Dokter Ingatkan Jamaah Haji Atur Dosis Obat Penunda Haid

Dokter Ingatkan Jamaah Haji Atur Dosis Obat Penunda Haid
Foto: Ilustrasi Dokter Ingatkan Jamaah Haji Atur Dosis Obat Penunda Haid.

Tim medis mengingatkan jamaah calon haji wanita di Makkah, Arab Saudi, pada Kamis (30/4/2026) untuk tidak sembarangan mengonsumsi obat penunda haid demi menjaga kesehatan selama beribadah. Langkah ini diperlukan agar seluruh rangkaian rukun Islam kelima tersebut dapat berjalan maksimal tanpa kendala fisik yang serius.

Sebagaimana dilansir dari Detikcom, kepatuhan terhadap aturan pakai menjadi kunci utama dalam menghindari komplikasi. Penekanan mengenai pentingnya dosis yang tepat disampaikan oleh Kepala Klinik Kesehatan Haji Indonesia (KKHI) Daerah Kerja (Daker) Makkah, Mohammad Risky, di tengah pelaksanaan ibadah di Tanah Suci.

"Obat penunda haid itu bisa diminum asal sesuai dengan dosisnya atau cara penggunaannya yang benar," ujar Risky, Kepala Klinik Kesehatan Haji Indonesia (KKHI) Daerah Kerja (Daker) Makkah.

Penggunaan obat pengatur siklus menstruasi memang menjadi fenomena yang umum ditemukan pada jamaah perempuan agar ibadah tidak terputus. Namun, Risky memberikan catatan tegas bahwa kesalahan dalam takaran dosis dapat berakibat fatal bagi kondisi fisik jamaah yang sedang menjalani aktivitas berat.
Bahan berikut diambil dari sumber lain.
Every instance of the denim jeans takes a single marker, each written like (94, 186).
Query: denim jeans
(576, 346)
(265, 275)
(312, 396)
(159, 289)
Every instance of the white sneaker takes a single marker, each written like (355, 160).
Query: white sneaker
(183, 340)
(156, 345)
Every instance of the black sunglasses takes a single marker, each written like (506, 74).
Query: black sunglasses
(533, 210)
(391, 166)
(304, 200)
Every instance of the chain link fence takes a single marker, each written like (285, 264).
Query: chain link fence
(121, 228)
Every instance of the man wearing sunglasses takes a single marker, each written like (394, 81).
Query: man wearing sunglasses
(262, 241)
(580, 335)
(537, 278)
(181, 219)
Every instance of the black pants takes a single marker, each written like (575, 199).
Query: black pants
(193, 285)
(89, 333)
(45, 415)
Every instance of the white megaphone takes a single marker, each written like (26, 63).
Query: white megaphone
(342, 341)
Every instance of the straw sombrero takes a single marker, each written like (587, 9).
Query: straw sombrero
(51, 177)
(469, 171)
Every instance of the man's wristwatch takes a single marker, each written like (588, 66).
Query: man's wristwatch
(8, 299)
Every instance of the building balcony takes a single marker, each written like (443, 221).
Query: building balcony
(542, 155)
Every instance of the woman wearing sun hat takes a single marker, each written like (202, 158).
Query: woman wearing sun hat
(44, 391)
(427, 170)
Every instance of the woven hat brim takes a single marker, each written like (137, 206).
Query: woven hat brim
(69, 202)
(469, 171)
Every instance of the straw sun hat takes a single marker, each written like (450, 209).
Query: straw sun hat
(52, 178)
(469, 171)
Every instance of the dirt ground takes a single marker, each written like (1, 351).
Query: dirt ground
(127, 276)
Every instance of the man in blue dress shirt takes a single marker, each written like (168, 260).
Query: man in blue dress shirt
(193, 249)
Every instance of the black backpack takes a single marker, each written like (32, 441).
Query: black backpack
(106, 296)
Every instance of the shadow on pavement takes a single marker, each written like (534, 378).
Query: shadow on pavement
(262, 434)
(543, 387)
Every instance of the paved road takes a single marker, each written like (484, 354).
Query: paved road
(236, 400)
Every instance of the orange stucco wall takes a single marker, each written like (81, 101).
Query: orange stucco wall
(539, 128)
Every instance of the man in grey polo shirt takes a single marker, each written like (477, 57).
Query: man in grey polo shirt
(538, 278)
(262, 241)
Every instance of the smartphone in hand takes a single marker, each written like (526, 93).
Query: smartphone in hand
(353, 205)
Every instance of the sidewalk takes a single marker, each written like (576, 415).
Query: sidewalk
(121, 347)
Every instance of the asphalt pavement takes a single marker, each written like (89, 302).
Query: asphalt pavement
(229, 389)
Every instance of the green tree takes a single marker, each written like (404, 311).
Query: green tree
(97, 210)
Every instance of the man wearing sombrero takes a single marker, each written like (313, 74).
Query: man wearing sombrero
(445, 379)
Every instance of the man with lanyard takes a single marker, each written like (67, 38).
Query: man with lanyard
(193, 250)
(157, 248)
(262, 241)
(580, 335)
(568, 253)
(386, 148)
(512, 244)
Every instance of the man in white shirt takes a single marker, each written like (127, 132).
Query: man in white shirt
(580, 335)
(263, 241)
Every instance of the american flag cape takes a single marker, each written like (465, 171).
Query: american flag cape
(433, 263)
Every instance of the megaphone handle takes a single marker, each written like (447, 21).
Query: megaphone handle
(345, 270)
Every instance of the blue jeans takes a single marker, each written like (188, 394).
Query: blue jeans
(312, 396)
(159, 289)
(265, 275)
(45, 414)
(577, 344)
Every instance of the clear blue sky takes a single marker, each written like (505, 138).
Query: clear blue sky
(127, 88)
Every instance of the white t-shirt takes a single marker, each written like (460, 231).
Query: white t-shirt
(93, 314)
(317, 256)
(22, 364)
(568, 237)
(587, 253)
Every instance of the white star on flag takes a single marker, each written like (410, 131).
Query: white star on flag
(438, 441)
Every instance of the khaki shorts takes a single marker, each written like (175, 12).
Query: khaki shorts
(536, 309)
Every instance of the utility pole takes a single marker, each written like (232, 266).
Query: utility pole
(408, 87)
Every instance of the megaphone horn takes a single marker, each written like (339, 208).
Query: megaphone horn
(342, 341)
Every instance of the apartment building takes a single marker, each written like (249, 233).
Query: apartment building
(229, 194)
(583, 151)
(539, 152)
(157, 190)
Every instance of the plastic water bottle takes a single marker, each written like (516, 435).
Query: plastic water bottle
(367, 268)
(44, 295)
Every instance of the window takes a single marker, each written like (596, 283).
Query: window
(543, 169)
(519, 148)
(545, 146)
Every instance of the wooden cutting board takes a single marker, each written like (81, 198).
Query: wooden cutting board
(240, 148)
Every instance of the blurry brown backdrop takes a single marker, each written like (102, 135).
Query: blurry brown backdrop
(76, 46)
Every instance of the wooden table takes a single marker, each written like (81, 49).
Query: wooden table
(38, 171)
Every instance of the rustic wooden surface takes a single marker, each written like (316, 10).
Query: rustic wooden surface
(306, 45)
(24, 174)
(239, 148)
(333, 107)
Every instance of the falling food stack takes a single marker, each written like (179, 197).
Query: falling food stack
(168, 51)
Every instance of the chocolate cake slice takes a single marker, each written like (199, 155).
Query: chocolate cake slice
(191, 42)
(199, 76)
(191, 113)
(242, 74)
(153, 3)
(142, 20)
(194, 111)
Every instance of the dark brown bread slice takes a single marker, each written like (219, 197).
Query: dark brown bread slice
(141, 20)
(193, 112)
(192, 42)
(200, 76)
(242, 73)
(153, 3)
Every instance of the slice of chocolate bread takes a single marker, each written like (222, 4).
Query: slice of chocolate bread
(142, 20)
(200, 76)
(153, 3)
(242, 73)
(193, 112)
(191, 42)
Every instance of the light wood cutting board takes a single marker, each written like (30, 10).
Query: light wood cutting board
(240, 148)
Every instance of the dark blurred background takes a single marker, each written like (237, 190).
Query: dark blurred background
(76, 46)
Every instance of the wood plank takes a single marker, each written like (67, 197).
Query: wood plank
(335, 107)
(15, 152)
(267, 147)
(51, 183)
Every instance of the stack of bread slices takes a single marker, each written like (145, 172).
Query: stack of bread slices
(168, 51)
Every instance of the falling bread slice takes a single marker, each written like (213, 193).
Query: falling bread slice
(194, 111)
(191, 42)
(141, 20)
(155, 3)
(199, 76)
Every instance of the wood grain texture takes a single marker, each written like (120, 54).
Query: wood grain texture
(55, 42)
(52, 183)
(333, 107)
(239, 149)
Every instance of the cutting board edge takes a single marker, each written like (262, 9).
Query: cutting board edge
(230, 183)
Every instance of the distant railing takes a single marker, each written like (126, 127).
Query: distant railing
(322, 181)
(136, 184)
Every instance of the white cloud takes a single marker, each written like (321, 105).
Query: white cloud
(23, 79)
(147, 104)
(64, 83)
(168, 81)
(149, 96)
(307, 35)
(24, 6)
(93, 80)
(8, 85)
Petugas kesehatan di lapangan melaporkan adanya sejumlah kasus jamaah yang mengalami gangguan kesehatan akibat pemakaian obat yang tidak sesuai prosedur medis. Hal ini menjadi dasar bagi KKHI untuk memperketat pengawasan dan edukasi kesehatan bagi jamaah wanita.

Pihak medis telah menyusun alur penanganan bagi jamaah yang merasakan keluhan fisik setelah mengonsumsi obat tersebut. Tahap awal penanganan dimulai dari konsultasi dengan tenaga medis yang melekat pada masing-masing kelompok terbang.
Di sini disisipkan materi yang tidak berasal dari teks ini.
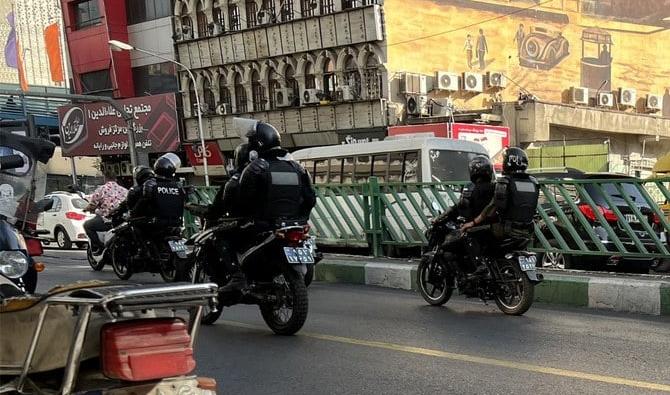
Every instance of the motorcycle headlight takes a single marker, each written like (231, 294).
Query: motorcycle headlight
(13, 264)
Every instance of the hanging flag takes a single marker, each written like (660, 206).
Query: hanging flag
(10, 47)
(52, 43)
(23, 81)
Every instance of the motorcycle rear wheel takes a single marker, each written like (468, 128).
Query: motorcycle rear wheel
(515, 296)
(209, 315)
(288, 317)
(433, 276)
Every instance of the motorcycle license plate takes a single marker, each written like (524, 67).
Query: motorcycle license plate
(527, 262)
(177, 245)
(297, 256)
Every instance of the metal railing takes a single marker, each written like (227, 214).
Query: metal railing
(612, 217)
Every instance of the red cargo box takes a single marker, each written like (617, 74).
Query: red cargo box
(146, 349)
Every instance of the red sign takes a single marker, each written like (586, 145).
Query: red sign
(493, 138)
(98, 129)
(212, 153)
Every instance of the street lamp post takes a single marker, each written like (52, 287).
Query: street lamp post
(119, 45)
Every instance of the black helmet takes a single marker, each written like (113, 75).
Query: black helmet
(241, 156)
(167, 165)
(515, 160)
(142, 173)
(264, 137)
(481, 167)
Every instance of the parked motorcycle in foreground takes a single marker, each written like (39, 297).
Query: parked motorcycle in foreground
(274, 266)
(511, 282)
(98, 338)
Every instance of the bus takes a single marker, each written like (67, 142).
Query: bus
(397, 159)
(339, 216)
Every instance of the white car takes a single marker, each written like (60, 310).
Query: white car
(65, 220)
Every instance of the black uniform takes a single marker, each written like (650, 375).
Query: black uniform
(274, 188)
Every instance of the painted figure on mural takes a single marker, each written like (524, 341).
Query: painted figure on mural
(482, 49)
(468, 50)
(518, 38)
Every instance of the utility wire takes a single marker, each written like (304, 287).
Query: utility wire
(470, 25)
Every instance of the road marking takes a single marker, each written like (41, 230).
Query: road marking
(474, 359)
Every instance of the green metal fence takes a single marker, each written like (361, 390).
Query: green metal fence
(581, 217)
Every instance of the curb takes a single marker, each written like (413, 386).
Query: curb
(621, 294)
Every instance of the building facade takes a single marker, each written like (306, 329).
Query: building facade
(313, 68)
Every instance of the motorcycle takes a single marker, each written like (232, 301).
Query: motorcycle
(275, 264)
(19, 240)
(94, 338)
(512, 273)
(139, 245)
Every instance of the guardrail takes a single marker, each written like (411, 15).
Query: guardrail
(613, 217)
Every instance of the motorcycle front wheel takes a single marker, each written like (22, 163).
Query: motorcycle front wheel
(288, 314)
(515, 291)
(434, 281)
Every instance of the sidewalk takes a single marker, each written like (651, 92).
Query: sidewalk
(625, 293)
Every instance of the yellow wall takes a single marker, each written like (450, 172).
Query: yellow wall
(640, 51)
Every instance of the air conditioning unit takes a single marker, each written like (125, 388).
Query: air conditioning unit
(627, 97)
(224, 109)
(126, 169)
(654, 102)
(311, 96)
(348, 93)
(605, 99)
(284, 97)
(579, 95)
(416, 105)
(496, 79)
(446, 81)
(473, 82)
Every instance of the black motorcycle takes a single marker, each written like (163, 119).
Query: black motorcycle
(510, 280)
(139, 245)
(274, 262)
(19, 239)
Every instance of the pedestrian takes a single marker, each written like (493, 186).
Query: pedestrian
(468, 50)
(518, 38)
(482, 49)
Jamaah yang mengalami gejala tidak nyaman diminta untuk tetap tenang dan segera menemui dokter kloter atau dokter sektor. Jika kondisi tidak kunjung membaik, fasilitas kesehatan yang lebih lengkap telah disiapkan oleh pemerintah di Arab Saudi.
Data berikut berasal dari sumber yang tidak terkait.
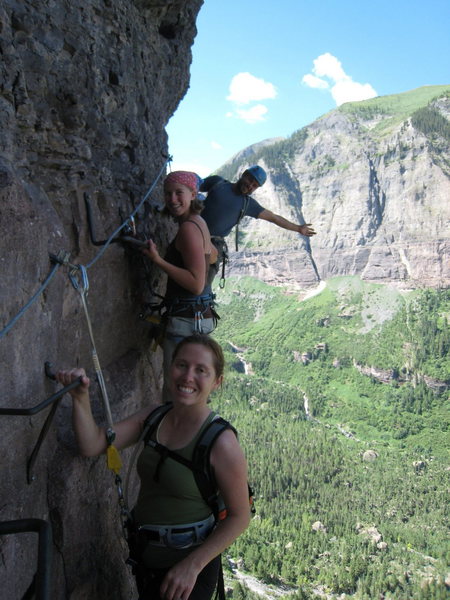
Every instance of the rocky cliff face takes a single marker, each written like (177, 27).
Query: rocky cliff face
(376, 186)
(86, 89)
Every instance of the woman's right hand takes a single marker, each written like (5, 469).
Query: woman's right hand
(66, 377)
(151, 251)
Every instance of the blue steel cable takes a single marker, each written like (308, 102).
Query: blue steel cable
(93, 261)
(125, 223)
(30, 302)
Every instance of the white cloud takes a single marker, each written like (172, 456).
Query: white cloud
(252, 115)
(314, 82)
(342, 87)
(246, 88)
(200, 168)
(327, 65)
(351, 91)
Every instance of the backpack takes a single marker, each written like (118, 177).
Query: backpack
(200, 463)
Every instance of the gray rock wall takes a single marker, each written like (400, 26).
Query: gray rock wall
(86, 89)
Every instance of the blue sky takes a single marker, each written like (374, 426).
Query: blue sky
(264, 69)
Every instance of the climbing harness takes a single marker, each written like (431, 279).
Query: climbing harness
(112, 455)
(204, 478)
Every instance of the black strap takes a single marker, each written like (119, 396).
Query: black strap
(241, 216)
(200, 463)
(195, 223)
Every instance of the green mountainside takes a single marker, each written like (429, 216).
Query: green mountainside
(381, 115)
(341, 402)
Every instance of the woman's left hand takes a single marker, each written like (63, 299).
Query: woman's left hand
(151, 251)
(179, 581)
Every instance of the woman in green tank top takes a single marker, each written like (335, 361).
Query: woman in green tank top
(176, 565)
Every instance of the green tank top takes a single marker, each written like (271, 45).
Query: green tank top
(175, 498)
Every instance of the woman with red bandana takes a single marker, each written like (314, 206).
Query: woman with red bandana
(188, 298)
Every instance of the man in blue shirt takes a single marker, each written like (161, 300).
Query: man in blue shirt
(227, 203)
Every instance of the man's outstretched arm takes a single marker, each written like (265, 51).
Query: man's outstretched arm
(305, 229)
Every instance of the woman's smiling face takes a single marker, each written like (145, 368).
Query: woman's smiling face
(178, 198)
(193, 375)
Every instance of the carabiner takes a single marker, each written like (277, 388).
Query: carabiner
(84, 288)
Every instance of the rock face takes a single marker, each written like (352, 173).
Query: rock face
(86, 89)
(375, 183)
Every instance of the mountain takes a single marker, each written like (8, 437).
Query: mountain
(373, 177)
(341, 402)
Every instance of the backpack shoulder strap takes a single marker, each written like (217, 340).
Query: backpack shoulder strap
(154, 419)
(204, 474)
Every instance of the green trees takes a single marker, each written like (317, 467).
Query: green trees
(321, 504)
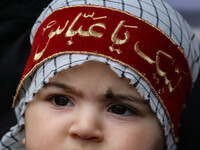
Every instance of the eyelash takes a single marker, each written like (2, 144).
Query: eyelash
(60, 101)
(118, 108)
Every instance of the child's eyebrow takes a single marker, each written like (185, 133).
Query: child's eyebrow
(59, 85)
(110, 95)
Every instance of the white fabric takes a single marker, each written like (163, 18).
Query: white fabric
(156, 12)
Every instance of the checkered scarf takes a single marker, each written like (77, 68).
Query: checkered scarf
(156, 12)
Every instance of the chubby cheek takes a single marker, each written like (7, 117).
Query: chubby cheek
(42, 128)
(136, 136)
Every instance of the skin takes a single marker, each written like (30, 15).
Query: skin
(88, 107)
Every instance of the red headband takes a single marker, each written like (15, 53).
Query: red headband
(123, 38)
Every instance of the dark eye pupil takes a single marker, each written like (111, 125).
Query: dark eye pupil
(61, 100)
(118, 109)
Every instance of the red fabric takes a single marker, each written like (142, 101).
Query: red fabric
(163, 60)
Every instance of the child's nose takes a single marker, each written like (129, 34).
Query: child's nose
(87, 126)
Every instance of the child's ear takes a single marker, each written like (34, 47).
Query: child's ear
(23, 141)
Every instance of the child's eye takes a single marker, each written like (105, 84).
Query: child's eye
(122, 110)
(60, 100)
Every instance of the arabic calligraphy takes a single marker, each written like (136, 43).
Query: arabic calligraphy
(70, 32)
(90, 32)
(160, 72)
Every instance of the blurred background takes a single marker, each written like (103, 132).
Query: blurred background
(190, 10)
(16, 20)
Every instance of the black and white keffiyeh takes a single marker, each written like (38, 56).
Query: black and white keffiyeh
(157, 13)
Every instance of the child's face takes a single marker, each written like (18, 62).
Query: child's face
(88, 107)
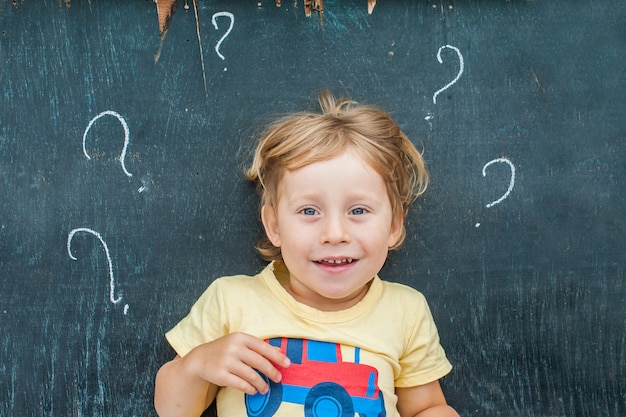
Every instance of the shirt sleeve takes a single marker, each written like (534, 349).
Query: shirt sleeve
(204, 323)
(424, 359)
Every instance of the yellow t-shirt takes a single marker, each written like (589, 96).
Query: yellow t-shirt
(343, 363)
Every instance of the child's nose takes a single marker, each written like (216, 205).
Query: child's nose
(335, 230)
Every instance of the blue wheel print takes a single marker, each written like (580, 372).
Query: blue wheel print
(264, 405)
(382, 412)
(328, 400)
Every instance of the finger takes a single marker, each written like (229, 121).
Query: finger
(252, 381)
(271, 353)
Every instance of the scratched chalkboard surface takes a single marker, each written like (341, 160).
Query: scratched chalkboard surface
(121, 194)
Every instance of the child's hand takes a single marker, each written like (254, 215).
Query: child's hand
(233, 360)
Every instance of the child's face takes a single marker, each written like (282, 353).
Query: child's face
(334, 225)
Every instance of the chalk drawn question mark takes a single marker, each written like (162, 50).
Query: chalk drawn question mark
(232, 23)
(112, 297)
(126, 136)
(511, 182)
(461, 68)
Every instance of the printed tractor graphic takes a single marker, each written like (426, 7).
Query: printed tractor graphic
(322, 382)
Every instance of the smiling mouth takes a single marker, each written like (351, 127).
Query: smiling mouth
(336, 262)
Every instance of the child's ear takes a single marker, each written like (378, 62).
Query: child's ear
(395, 233)
(270, 223)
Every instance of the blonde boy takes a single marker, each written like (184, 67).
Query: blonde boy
(317, 333)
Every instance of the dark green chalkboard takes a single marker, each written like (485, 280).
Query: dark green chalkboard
(110, 230)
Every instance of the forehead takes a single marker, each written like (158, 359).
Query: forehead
(347, 173)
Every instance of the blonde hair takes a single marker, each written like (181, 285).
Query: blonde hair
(300, 139)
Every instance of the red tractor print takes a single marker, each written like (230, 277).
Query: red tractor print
(322, 382)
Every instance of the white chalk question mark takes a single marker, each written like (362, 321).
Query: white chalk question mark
(112, 297)
(126, 136)
(232, 23)
(511, 182)
(461, 67)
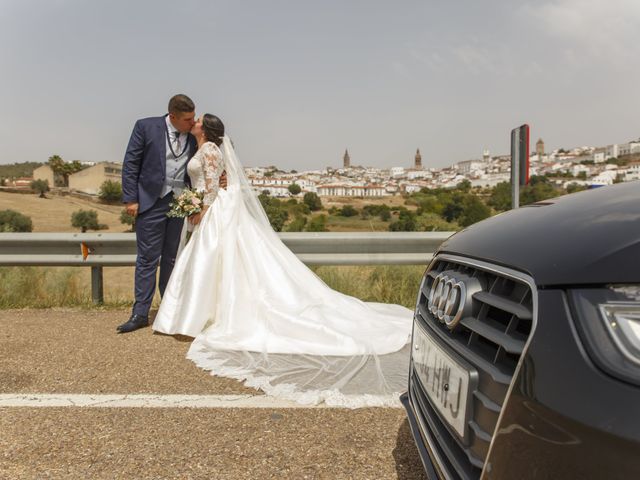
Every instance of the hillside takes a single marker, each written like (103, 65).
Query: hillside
(16, 170)
(53, 214)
Panitia Penyelenggara Ibadah Haji (PPIH) juga memberikan alternatif bagi jamaah yang tidak memungkinkan mengonsumsi obat karena alasan kesehatan. PPIH menegaskan bahwa prosesi haji seperti wukuf tetap sah dilaksanakan meski jamaah wanita berada dalam kondisi sedang berhalangan atau haid.